Saturday, August 20, 2011

Keeping Currant On The Philosophy Of Salad

I think what I like best about salad is the laissez-faire nature of its preparation. If you can eat it, you can put it in a salad. That pretty much sums up my perspective on salad.

That may be a bit simplistic. There are some things that don't belong in a salad, such as sawdust, or even worse, sauerkraut. Still, there is a lot of flexibility, and a salad is difficult to butcher, so to speak.

Nevertheless, my latest idea for a salad innovation was not attractive to Marina. In fact, it was so definitively NOT attractive to her that she left the country for a month in the hope that I would forget all about it.

I do not forget, however.

So last night, taking advantage of Marina's absence and resultant lack of veto power, I decided to combine crispy lettuce from a romaine heart, sliced radishes--which have become my favorite staple for salads due to their peppery kick--dried currants, and crumbled goat cheese.

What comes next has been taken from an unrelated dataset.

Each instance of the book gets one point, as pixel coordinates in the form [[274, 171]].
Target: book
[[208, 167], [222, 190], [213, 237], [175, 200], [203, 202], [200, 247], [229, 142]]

I made just a small portion, a one serving size to go with the pasta and chicken sausage entree and a glass of Carmenere. As with most of my salads, I skipped any sort of dressing. A lot of people find this tendency of mine to be weird, but I would argue that salad nudists are people too, with a valid point of view.

The goat cheese had a heavy taste, slightly sour, but not excessively so, and it matched well with the sweetness of the currants and the bite of the radishes. I would call it a success.

What are the oddest combinations you have tried in a salad, and what were the results?

3 comments:

Anonymous said...

I'm not fond of radishes, but the currants and goat cheese combination makes sense, just like feta and dried cranberries. What I have recently discovered about salads is that I like them better if I just mix in whatever else is on my plate: lima beans, Stove-top Stuffing, whatever... much more interesting and varied that way! I applaud your daring experimentation.

Benjamin said...

I'm not just saying this because of your comment about kraut, but: I love to pile a bunch of homemade sauerkraut into a bowl, mix it with some chopped up sprouted almonds (or any other nut), and then cover it with nutritional yeast and flax seed oil. Call me crazy, call me a hippie, call me gross ... it tastes amazing.

Devin said...

Anonymous: good idea about the overall mixing. I guess that's the appeal of a taco salad. Benjamin: tell me, what are sprouted almonds? I love sprouts, I love almonds, so maybe I would love sprouted almonds.